One of these is "freelance writer, humorist and educator, Brock Cohen, who wrote a funny, biting assessment of ed reform called "The Fairy Tale of School Reform." He has a section called "Once Upon a time..." that starts like this:
There lived a group of altruists known as the public school reformists. These munificent spirits selflessly set aside their unfathomably important lives in addressing such a dire issue. What this rarefied collection of heaven-sent do-gooders lacked in basic knowledge of classroom pedagogy and actual firsthand contact with nanny-less human schoolchildren, they more than compensated for in name recognition; soaring rhetoric; and the blind, unwavering conviction that nothing less than a systemic upheaval of the current school system could salvage public education.

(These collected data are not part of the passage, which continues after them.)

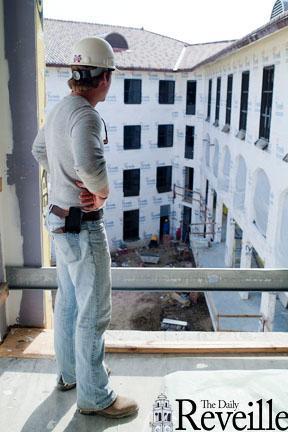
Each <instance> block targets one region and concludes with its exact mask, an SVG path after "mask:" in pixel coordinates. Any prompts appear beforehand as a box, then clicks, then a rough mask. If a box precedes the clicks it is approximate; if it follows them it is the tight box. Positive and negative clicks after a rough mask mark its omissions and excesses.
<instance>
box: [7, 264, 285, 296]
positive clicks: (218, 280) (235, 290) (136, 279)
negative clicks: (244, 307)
mask: <svg viewBox="0 0 288 432" xmlns="http://www.w3.org/2000/svg"><path fill="white" fill-rule="evenodd" d="M111 272H112V289H113V290H116V291H155V292H156V291H158V292H160V291H172V292H173V291H182V292H190V291H199V292H205V291H237V292H238V291H260V292H280V291H282V292H286V291H288V269H266V268H265V269H230V268H228V269H223V268H219V269H212V268H209V269H208V268H207V269H205V268H189V269H187V268H155V267H154V268H141V267H140V268H138V267H137V268H134V267H130V268H129V267H128V268H121V267H119V268H118V267H113V268H112V269H111ZM6 276H7V283H8V286H9V289H10V290H13V289H29V288H30V289H57V281H56V268H55V267H42V268H29V267H7V268H6Z"/></svg>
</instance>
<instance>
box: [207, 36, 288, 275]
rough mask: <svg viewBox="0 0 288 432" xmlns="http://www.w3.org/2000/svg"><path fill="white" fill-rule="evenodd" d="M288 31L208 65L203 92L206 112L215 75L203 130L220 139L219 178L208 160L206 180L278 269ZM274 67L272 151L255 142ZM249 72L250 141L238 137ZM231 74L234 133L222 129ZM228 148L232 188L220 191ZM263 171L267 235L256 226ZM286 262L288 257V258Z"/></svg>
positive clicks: (286, 138)
mask: <svg viewBox="0 0 288 432" xmlns="http://www.w3.org/2000/svg"><path fill="white" fill-rule="evenodd" d="M287 32H288V31H287V29H284V30H282V31H280V32H278V33H275V34H273V35H271V36H269V37H267V38H265V39H263V40H261V41H259V42H257V43H255V44H253V45H251V46H249V47H247V48H243V49H241V50H240V51H238V52H236V53H234V54H231V55H229V56H227V57H226V58H224V59H223V60H221V61H218V62H216V63H214V64H212V65H209V66H207V67H206V68H205V70H203V73H204V74H205V78H206V79H205V89H204V94H203V100H204V104H203V110H204V113H205V114H206V112H207V97H208V82H209V79H210V78H212V79H213V88H212V111H211V121H210V122H204V128H203V133H204V134H208V135H209V137H210V142H211V143H214V142H215V140H217V142H218V143H219V147H220V160H219V175H218V178H217V179H216V178H215V176H214V175H213V169H211V168H210V169H207V167H206V164H205V163H203V168H204V172H203V180H204V179H205V178H208V179H209V181H210V183H211V187H213V188H214V189H215V190H216V191H217V193H218V195H219V198H220V199H222V200H223V201H224V203H225V204H226V206H227V207H228V208H229V218H234V219H235V220H236V222H237V223H238V224H239V225H240V227H241V228H242V229H243V231H244V236H245V239H246V240H247V241H248V242H251V243H252V245H253V246H254V248H255V249H256V250H257V252H258V254H259V255H260V256H261V258H262V259H263V260H264V261H265V267H279V265H283V262H282V263H279V261H277V254H276V253H275V251H276V249H277V244H278V243H279V242H280V241H281V238H279V235H278V230H279V223H280V221H279V216H280V211H281V202H280V201H281V200H280V197H281V194H282V193H283V191H285V190H286V189H287V185H288V170H287V163H285V162H284V161H282V159H283V157H284V156H285V155H286V154H287V153H288V129H287V119H288V108H287V106H288V104H287V101H288V86H287V74H288V44H287ZM269 65H275V75H274V92H273V105H272V122H271V131H270V143H269V149H268V150H266V151H263V150H261V149H258V148H257V147H256V146H255V145H254V143H255V141H256V140H257V139H258V136H259V120H260V106H261V93H262V74H263V68H264V67H265V66H269ZM246 70H249V71H250V85H249V102H248V118H247V133H246V139H245V141H241V140H239V139H238V138H236V137H235V135H236V133H237V131H238V128H239V111H240V96H241V76H242V72H243V71H246ZM231 73H233V77H234V81H233V98H232V117H231V131H230V133H229V134H226V133H223V132H221V129H222V127H223V126H224V124H225V112H226V90H227V75H229V74H231ZM219 76H221V77H222V85H221V108H220V121H219V127H218V128H216V127H214V126H213V125H212V124H213V122H214V118H215V102H216V80H217V77H219ZM227 148H228V149H229V151H230V153H231V164H230V186H229V191H228V192H223V191H221V177H223V161H224V152H225V149H227ZM214 149H215V147H211V156H212V160H213V153H214ZM240 155H241V156H242V157H243V158H244V160H245V163H246V166H247V183H246V197H245V208H244V210H241V211H239V210H237V209H235V208H234V205H233V197H234V190H235V179H236V166H237V164H236V160H237V158H238V157H239V156H240ZM203 159H204V156H203ZM261 169H262V170H263V171H264V172H265V173H266V175H267V177H268V179H269V183H270V187H271V193H270V198H269V215H268V230H267V235H266V238H265V237H264V236H263V235H262V234H261V233H260V232H259V230H258V229H257V227H256V226H255V224H253V219H254V216H255V214H254V206H253V197H254V190H255V183H256V175H257V172H258V171H259V170H261ZM202 184H203V181H202ZM287 252H288V250H287ZM287 256H288V253H287ZM287 265H288V259H287V262H286V266H287Z"/></svg>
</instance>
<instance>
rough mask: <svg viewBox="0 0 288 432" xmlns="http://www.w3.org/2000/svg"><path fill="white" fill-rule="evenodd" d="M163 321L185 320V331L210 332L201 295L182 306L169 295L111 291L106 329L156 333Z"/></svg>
mask: <svg viewBox="0 0 288 432" xmlns="http://www.w3.org/2000/svg"><path fill="white" fill-rule="evenodd" d="M163 318H170V319H176V320H181V321H187V323H188V325H189V330H192V331H213V328H212V323H211V320H210V316H209V312H208V309H207V305H206V301H205V297H204V295H203V294H202V293H201V294H200V293H199V297H198V301H197V304H191V305H190V306H189V307H182V306H181V305H180V304H179V303H178V302H177V301H175V300H173V299H171V298H170V295H169V294H162V293H158V292H157V293H151V292H149V293H138V292H114V293H113V295H112V320H111V323H110V326H109V329H110V330H143V331H145V330H146V331H159V330H161V328H160V325H161V321H162V319H163Z"/></svg>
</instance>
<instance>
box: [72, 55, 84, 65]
mask: <svg viewBox="0 0 288 432" xmlns="http://www.w3.org/2000/svg"><path fill="white" fill-rule="evenodd" d="M81 60H82V56H81V54H75V55H74V63H81Z"/></svg>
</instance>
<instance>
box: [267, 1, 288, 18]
mask: <svg viewBox="0 0 288 432" xmlns="http://www.w3.org/2000/svg"><path fill="white" fill-rule="evenodd" d="M287 10H288V0H277V1H276V3H275V4H274V7H273V9H272V13H271V18H270V19H273V18H275V17H276V16H278V15H281V14H282V13H283V12H285V11H287Z"/></svg>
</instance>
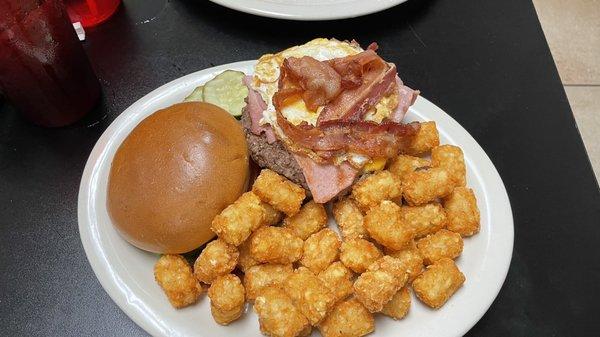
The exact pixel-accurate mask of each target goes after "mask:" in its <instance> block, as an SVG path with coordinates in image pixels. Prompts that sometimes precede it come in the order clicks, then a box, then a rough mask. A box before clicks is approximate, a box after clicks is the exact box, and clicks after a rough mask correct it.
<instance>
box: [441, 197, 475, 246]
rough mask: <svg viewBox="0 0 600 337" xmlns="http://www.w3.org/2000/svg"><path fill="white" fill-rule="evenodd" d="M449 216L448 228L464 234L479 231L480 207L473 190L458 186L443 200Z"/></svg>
mask: <svg viewBox="0 0 600 337" xmlns="http://www.w3.org/2000/svg"><path fill="white" fill-rule="evenodd" d="M443 204H444V209H445V210H446V215H447V216H448V226H447V228H448V229H449V230H451V231H453V232H456V233H459V234H460V235H462V236H471V235H473V234H476V233H478V232H479V226H480V225H479V208H478V207H477V199H475V194H474V193H473V190H472V189H470V188H466V187H457V188H455V189H454V191H452V193H450V195H448V196H447V197H446V198H444V200H443Z"/></svg>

Yup, that's pretty much the story. Here's his second part, "Debunking the Fairy Tale of School Reform."
The other blog post I really enjoyed was from teacher, Sabrina Stevens Shupe, entitled, "How Do Successful School Systems Treat Teachers?" I was really looking forward to her describing a well-functioning district in the U.S. where teachers feel good about their work and the support they receive from their district. But she writes about what other countries do so that was a let-down. One line says it all:
One of the key things that such systems have in common is that they take teaching seriously.
Because honestly, ever read the comments in the Seattle Times after any education story? You'd think teachers were involved in devil worship except the writers seem to think they are union zombies so how smart can they be? It's ridiculous. Even Oprah, who gives a lot of lip service to teachers, let her head get turned by Gates and Rhee.
Next good part?
Recognizing that "teaching is the profession that makes all other professions possible," other nations devote considerable time and resources into teaching. Note, too, that all of these investments are based on two key assumptions:
- That teachers should teach, develop and evaluate each other (and that every facet of education -- from teacher training to school leadership -- should be informed and led by professional educators).
- That teachers will stay in teaching until they retire, thereby allowing them to continue the cycle of developing other teachers and leading schools, and making such extensive investments worthwhile.
Last great section:
Rather than guaranteeing teacher quality before teachers take responsibility for students, we're growing a system where we put teachers in the classroom, then try to figure out if they're good enough after the fact. This experiment-and-punish approach is remarkably cruel to both teachers and students, especially the neediest ones -- who are often subjected to strings of over-worked, under-supported, and under-trained instructors year after year. If we really want to build a world-class school system, why waste time and money on witch hunts and magic bullets?